Although the capability exists today with six foreign trading partners, US Customs air preclearance in Mexico is, for the time being, in the future.

At the outset of the current year, the United States set a goal to expand the number of foreign airports at which US Customs and Border Protection (USCBP) has an established operational presence to preclear commercial cargo.

In order to accomplish this the USCBP is working in conjunction with the Department of Homeland Security. According to the DHS, “Through preclearance, the same immigration, customs, and agricultural inspections that are performed on arrival in the United States” can be conducted prior to aircraft departure. This of course, will positively affect that speed at which trade by air is transacted. This will benefit both manufacturers and consumers of products.

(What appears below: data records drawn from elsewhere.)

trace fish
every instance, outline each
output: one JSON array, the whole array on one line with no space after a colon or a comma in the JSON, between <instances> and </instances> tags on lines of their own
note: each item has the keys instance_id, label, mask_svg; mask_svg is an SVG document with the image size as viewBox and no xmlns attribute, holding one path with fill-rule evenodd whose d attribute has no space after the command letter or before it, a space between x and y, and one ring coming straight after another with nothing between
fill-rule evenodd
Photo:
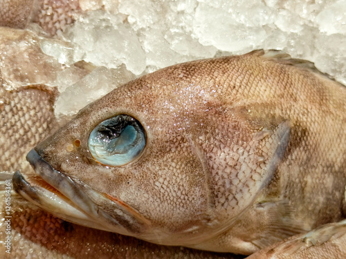
<instances>
[{"instance_id":1,"label":"fish","mask_svg":"<svg viewBox=\"0 0 346 259\"><path fill-rule=\"evenodd\" d=\"M45 82L60 66L37 47L26 30L0 28L0 257L1 258L240 259L181 247L165 247L66 222L15 193L15 171L32 174L26 154L62 122L55 115L59 92ZM21 47L19 47L21 46ZM23 57L29 57L20 63ZM88 69L79 64L82 76ZM38 78L38 79L37 79Z\"/></svg>"},{"instance_id":2,"label":"fish","mask_svg":"<svg viewBox=\"0 0 346 259\"><path fill-rule=\"evenodd\" d=\"M0 26L24 28L32 22L55 36L81 12L78 0L0 0Z\"/></svg>"},{"instance_id":3,"label":"fish","mask_svg":"<svg viewBox=\"0 0 346 259\"><path fill-rule=\"evenodd\" d=\"M174 65L82 108L13 186L64 220L158 244L253 258L293 238L291 254L302 241L343 257L345 100L280 51Z\"/></svg>"}]
</instances>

Currently the US Customs preclearance facilities are operational in Abu Dhabi, Aruba, Bermuda, the Bahamas, Canada and Ireland. US Customs preclearance in Mexico, and vice versa, is an issue on which both Mexico and the United States are negotiating at the highest levels of government. The administration of Mexican president, Enrique Nieto Peña, is currently awaiting a response to its request that the nation’s Congress grant US Customs and Border Protection agents the permission to carry sidearms on Mexican soil. Should this condition be met with favor by Mexican lawmakers. US Customs air preclearance can be immediately begun to be established at Mexican airports.

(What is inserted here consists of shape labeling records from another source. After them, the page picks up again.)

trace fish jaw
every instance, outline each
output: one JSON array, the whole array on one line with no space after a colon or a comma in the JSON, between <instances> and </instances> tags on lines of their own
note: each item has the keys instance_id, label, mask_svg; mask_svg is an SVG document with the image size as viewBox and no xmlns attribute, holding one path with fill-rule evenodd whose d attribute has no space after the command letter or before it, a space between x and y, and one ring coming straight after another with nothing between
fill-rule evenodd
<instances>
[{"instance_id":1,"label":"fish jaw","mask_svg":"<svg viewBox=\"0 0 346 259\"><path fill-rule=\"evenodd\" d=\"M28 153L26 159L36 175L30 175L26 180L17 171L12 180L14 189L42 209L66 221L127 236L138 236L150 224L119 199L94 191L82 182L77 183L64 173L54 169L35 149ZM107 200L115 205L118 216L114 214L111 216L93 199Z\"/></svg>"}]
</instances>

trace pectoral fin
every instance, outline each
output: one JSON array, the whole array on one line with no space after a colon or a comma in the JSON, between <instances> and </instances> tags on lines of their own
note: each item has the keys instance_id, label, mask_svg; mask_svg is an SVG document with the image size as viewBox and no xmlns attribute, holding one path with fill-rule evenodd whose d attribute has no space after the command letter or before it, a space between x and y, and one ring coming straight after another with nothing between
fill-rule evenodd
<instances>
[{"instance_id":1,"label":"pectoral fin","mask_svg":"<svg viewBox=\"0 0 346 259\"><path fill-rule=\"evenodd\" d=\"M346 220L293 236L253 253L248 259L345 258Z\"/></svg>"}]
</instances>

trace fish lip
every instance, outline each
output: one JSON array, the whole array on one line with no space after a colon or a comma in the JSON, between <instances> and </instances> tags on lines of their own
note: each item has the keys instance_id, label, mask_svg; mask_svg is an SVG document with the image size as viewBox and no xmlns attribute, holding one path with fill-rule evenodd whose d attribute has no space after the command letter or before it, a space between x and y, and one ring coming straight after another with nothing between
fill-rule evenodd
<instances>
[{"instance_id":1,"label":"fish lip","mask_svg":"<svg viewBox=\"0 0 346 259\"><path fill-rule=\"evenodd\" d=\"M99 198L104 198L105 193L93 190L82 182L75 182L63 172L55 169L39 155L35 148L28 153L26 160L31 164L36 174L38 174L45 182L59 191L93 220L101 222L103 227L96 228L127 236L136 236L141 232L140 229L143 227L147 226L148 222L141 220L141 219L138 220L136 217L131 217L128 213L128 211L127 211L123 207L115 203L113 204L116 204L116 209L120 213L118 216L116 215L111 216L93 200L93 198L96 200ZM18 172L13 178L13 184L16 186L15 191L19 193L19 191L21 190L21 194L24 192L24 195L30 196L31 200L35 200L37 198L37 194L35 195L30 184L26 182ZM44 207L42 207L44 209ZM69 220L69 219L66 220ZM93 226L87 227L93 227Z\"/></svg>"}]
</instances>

Although there have been Mexican Customs facilities in the South Texas airport of Laredo since 2012, which were build at a cost of US $3.3 million, an “official” opening has not occurred pending a resolution of sidearm issue delaying US Customs preclearance in Mexico. In spite of not being formally open, the Mexican Customs staff installed at the Laredo airport processes thirty cargo flights a day. Airports in the interior of Mexico that have been given the green light to receive precleared cargo from Laredo include:

  • Aguascalientes
  • Chihuahua
  • Tlajomulco de Zuñiga
  • Silao, Guanajuato
  • Toluca
  • Queretaro

As is the case Canada and the other trading partners with whom bi-lateral preclearance agreements have been implemented, the US Department of Homeland Security will evaluate and prioritize a potential list of sites at which to implement US Customs air preclearance in Mexico in the near future.